The progressive wing of the Democratic Party has run into difficulties in marketing itself to minority voters, particularly Blacks and Latinos. Many members of these communities have shown reluctance to get on board with some of progressives’ boldest policy proposals – including those which are ostensibly meant to improve the lives of those same minority voters.
The dynamic was visible in the recent New York City mayoral election, in which centrist Democrat Eric Adams took a strong lead, beating out several more progressive Democrats. Adams, a former police officer who strongly rejected calls to “defund the police,” won large shares of the vote in Black and Latino communities.
Similar forces seem to have been at work in the 2020 presidential election, when Donald Trump made surprising gains with Black and Latino voters, and in the failure of progressive standard-bearer Bernie Sanders to gain large shares of the minority vote.
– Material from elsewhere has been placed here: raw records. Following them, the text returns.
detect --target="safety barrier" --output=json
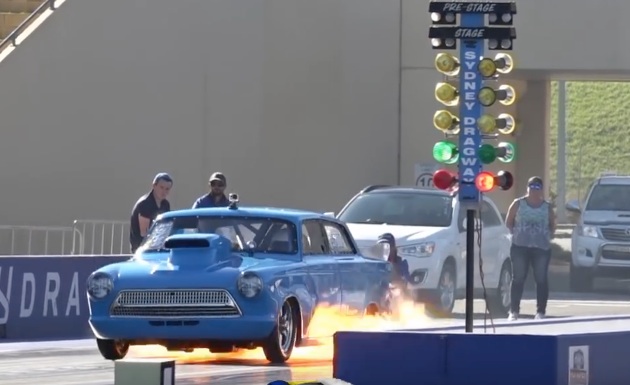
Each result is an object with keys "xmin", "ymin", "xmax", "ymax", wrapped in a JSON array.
[
  {"xmin": 0, "ymin": 219, "xmax": 128, "ymax": 256},
  {"xmin": 333, "ymin": 315, "xmax": 630, "ymax": 385},
  {"xmin": 72, "ymin": 220, "xmax": 129, "ymax": 255},
  {"xmin": 0, "ymin": 225, "xmax": 83, "ymax": 255},
  {"xmin": 0, "ymin": 255, "xmax": 130, "ymax": 340}
]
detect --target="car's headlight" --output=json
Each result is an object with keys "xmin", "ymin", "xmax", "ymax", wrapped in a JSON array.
[
  {"xmin": 398, "ymin": 242, "xmax": 435, "ymax": 258},
  {"xmin": 238, "ymin": 272, "xmax": 263, "ymax": 298},
  {"xmin": 578, "ymin": 225, "xmax": 599, "ymax": 238},
  {"xmin": 87, "ymin": 272, "xmax": 114, "ymax": 300}
]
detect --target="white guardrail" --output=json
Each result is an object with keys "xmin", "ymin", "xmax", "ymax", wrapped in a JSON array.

All of this is forcing progressive Democrats to confront the uncomfortable possibility that minority voters simply may not be enthusiastic about many of their proposals, particularly those related to crime and policing.
As The New York Times recently reported, there is polling evidence to suggest that Blacks and Latinos are a more politically diverse group than progressive rhetoric may suggest. In the words of analyst Hakeem Jefferson, Black people “talk about politics in more practical and everyday terms,” and the median Black voter “is actually closer to Eric Adams” than to progressives.
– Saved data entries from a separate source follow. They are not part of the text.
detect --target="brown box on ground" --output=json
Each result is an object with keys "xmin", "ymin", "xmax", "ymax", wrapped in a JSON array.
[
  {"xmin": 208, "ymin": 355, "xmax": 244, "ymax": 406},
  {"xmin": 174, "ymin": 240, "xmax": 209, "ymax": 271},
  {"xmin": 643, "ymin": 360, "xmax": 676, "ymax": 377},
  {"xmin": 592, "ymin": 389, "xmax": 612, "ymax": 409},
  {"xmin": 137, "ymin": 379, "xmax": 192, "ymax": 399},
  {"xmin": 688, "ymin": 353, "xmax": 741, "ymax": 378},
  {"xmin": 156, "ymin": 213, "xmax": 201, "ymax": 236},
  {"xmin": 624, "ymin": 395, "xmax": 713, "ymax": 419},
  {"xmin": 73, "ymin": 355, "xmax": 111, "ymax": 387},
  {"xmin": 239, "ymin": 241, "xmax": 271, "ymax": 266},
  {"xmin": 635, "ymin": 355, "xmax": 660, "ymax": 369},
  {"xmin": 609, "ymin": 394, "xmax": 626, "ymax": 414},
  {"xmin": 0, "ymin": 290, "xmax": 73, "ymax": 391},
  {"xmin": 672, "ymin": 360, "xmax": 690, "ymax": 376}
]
In particular, many voters who live in areas with high crime rates tend to support increasing the numbers of police officers in their neighborhoods.
These trends throw into question the notion, frequently promoted by Democrats in recent years, that the increasing ethnic diversity of the United States will help to bring about a permanent Democratic hold on political power. On the contrary, they suggest that Democrats will have to work a lot harder in order to win Black and Latino votes.